Tuesday, March 15

ACEH WEST COAST ROAD

I'm sure lots of decisions are being based on the assumption that the temporary road will soon open up the coast for reconstruction. It will while the rain holds off. A few weeks at best.

Our medical team and I went up to LIGAN yesterday along the new road. On the way up it was steep and rough but ok. Then we had a light rain shower. 30 minutes of light rain from a small thunderstorm.

Nothing could move! The road turned to a slide and it was impossible to go up or down hill! This road has just been upgraded and it has not been used yet! Wait till it gets some traffic and then some rain and the mountain sections will become impossible even for 4x4 vehicles. We waited till the sun came out and the road dried off. It was still very dangerous but passable on motorbikes. A 2 wheel drive car would have had no chance. No trucks could move.

Now for the bad news.

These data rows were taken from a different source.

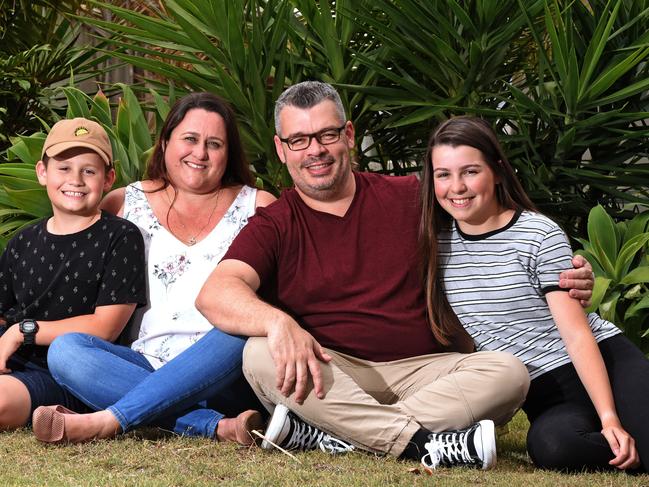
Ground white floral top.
[124,182,257,369]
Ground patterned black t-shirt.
[0,212,146,364]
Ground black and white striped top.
[439,211,620,379]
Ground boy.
[0,118,146,430]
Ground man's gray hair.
[275,81,347,135]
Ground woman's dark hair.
[147,93,254,191]
[419,117,536,344]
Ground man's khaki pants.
[243,337,529,456]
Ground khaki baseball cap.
[41,117,113,166]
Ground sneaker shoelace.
[284,417,354,454]
[421,431,476,468]
[284,417,326,450]
[319,434,354,455]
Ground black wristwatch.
[18,319,38,345]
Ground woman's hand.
[0,324,24,374]
[602,416,640,470]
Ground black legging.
[523,335,649,472]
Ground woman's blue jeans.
[47,328,246,438]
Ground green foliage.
[0,0,109,151]
[76,0,649,236]
[349,0,649,235]
[0,85,169,248]
[578,205,649,353]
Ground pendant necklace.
[165,188,221,247]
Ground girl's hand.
[602,420,640,470]
[0,324,23,374]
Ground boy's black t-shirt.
[0,211,146,368]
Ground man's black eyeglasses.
[279,123,347,150]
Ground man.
[196,81,592,468]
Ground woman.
[33,93,275,444]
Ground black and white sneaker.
[261,404,354,454]
[421,419,496,470]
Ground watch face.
[21,321,36,333]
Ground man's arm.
[196,259,331,403]
[559,255,595,308]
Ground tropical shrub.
[578,205,649,354]
[0,0,109,152]
[350,0,649,236]
[75,0,382,192]
[0,85,169,248]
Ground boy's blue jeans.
[47,328,246,438]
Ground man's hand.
[267,322,331,404]
[0,324,23,374]
[559,255,595,308]
[602,416,640,470]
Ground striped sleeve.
[535,220,573,294]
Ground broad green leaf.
[615,232,649,281]
[4,186,52,217]
[624,295,649,324]
[588,205,619,277]
[586,277,611,313]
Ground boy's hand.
[0,324,23,374]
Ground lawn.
[0,414,649,487]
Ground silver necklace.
[165,188,221,247]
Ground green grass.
[0,414,649,487]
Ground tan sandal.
[32,405,77,443]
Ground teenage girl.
[421,117,649,471]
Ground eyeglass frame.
[277,122,347,152]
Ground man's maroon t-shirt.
[223,173,439,362]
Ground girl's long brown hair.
[419,117,536,345]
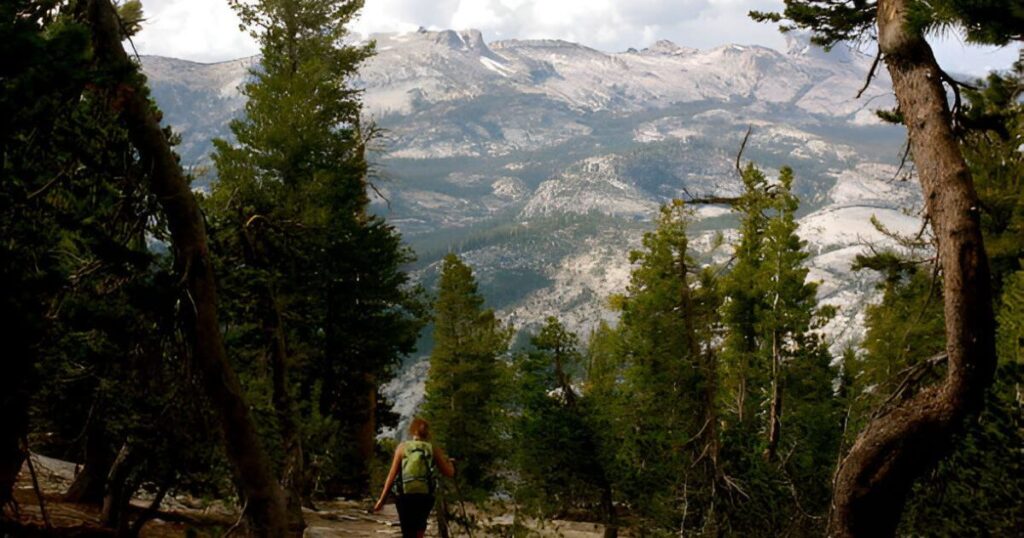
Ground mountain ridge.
[142,31,921,424]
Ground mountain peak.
[783,30,852,63]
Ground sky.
[134,0,1019,76]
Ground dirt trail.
[8,454,602,538]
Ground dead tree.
[87,0,286,536]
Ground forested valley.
[0,0,1024,537]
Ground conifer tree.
[594,201,718,529]
[424,254,511,497]
[207,0,420,506]
[722,165,840,532]
[512,318,616,536]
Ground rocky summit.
[141,30,921,414]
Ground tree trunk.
[355,372,377,491]
[88,0,286,536]
[829,0,995,537]
[0,393,29,518]
[65,409,117,504]
[765,329,782,461]
[239,218,306,536]
[601,477,618,538]
[99,443,135,534]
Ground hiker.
[374,418,455,538]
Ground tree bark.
[829,0,995,537]
[765,327,782,461]
[87,0,286,536]
[0,387,29,510]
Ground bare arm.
[374,444,403,511]
[434,445,455,479]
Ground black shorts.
[394,493,434,538]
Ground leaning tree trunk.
[88,0,286,536]
[829,0,995,537]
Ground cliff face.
[142,31,921,424]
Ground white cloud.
[135,0,1017,76]
[133,0,258,61]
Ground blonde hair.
[409,417,430,441]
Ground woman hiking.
[374,418,455,538]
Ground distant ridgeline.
[142,31,920,364]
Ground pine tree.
[752,0,1007,537]
[424,254,511,497]
[512,318,615,536]
[590,202,718,529]
[207,0,422,504]
[722,165,841,532]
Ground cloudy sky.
[135,0,1018,75]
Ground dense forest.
[0,0,1024,537]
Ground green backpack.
[395,441,434,495]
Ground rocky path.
[6,454,602,538]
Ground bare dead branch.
[736,125,754,177]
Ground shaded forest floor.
[6,454,602,538]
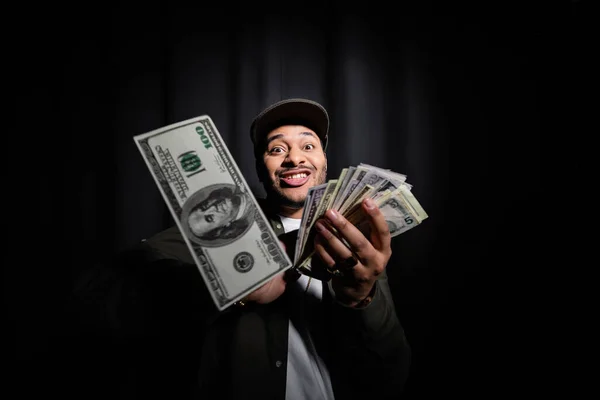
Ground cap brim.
[251,99,329,151]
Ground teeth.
[288,173,307,179]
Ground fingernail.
[315,222,327,232]
[326,210,338,221]
[365,198,375,210]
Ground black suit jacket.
[66,198,411,400]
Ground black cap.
[250,98,329,155]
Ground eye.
[269,146,285,154]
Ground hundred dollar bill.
[134,115,293,310]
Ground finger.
[315,239,335,269]
[313,235,358,277]
[322,210,376,261]
[362,199,392,252]
[315,221,353,262]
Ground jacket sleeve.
[324,272,411,400]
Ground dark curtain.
[4,1,585,399]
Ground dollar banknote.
[134,115,293,310]
[294,163,428,275]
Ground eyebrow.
[265,131,319,146]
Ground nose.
[285,147,306,165]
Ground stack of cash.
[294,163,428,274]
[133,115,427,310]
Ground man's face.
[262,125,327,209]
[188,198,236,236]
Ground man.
[182,185,255,246]
[67,99,410,400]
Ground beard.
[264,166,327,210]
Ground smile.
[280,171,310,187]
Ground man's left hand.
[315,199,392,307]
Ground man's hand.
[315,199,392,307]
[243,240,287,304]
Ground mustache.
[277,165,317,176]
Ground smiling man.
[67,99,411,400]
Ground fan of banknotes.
[134,115,427,310]
[294,163,428,275]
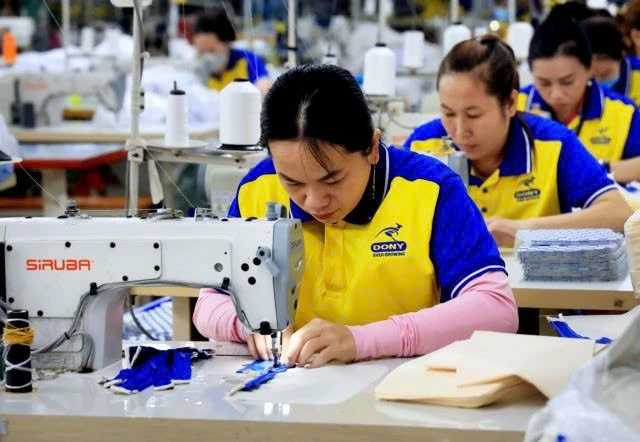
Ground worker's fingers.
[282,320,322,365]
[247,335,260,359]
[310,345,335,368]
[296,336,327,367]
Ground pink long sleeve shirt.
[193,272,518,360]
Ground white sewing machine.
[0,72,124,126]
[0,205,304,369]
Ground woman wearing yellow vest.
[581,17,640,105]
[518,17,640,183]
[405,37,631,244]
[193,65,518,367]
[193,8,271,95]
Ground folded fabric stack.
[516,229,629,281]
[375,331,595,408]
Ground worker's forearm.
[526,194,632,232]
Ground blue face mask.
[598,77,620,89]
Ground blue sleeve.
[430,176,506,302]
[558,133,615,213]
[403,118,447,150]
[247,53,269,83]
[622,108,640,160]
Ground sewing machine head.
[0,212,304,369]
[0,71,124,126]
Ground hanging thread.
[2,310,34,393]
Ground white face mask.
[196,52,229,80]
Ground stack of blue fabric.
[516,229,629,281]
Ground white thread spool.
[362,43,396,96]
[220,79,262,146]
[442,25,471,57]
[402,31,424,69]
[507,21,533,61]
[80,26,95,52]
[164,81,189,147]
[322,52,338,66]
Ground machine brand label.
[25,258,91,272]
[371,223,407,258]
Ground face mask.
[493,7,509,21]
[599,77,619,89]
[196,52,229,80]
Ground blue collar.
[611,57,631,97]
[290,143,389,225]
[469,115,534,186]
[526,80,604,120]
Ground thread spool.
[220,78,262,149]
[322,52,338,66]
[507,21,533,61]
[2,32,18,64]
[80,26,95,52]
[442,24,471,56]
[164,81,189,147]
[624,210,640,296]
[3,310,33,393]
[362,43,396,96]
[402,31,424,69]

A lot of the road is across the swamp land and the swamps are 1.5m lower than before the tsunami. The tsunami has trashed the vegetation on the flood plains so run-off will be unrestrained. These sections of road will flood badly.

Dont forget that the rivers are all full of debris and mud from the tsunami and that the 1.5m drop combined with heavy rain will cause huge expansion of the coastal flood plains. Evidence to date clear in BA and Meulaboh after each heavy rain.

Batavia and ships/boats are going to need to be here until the govt can build a real road at higher elevation and with good paving. That will take years because so much of the new road is actually using the old road. Most of that is now well below the elevation needed for an all weather coastal highway.

Please alert donors/govt agencies. I'm not an engineer so it might be worth sending an expert out to have a look first hand.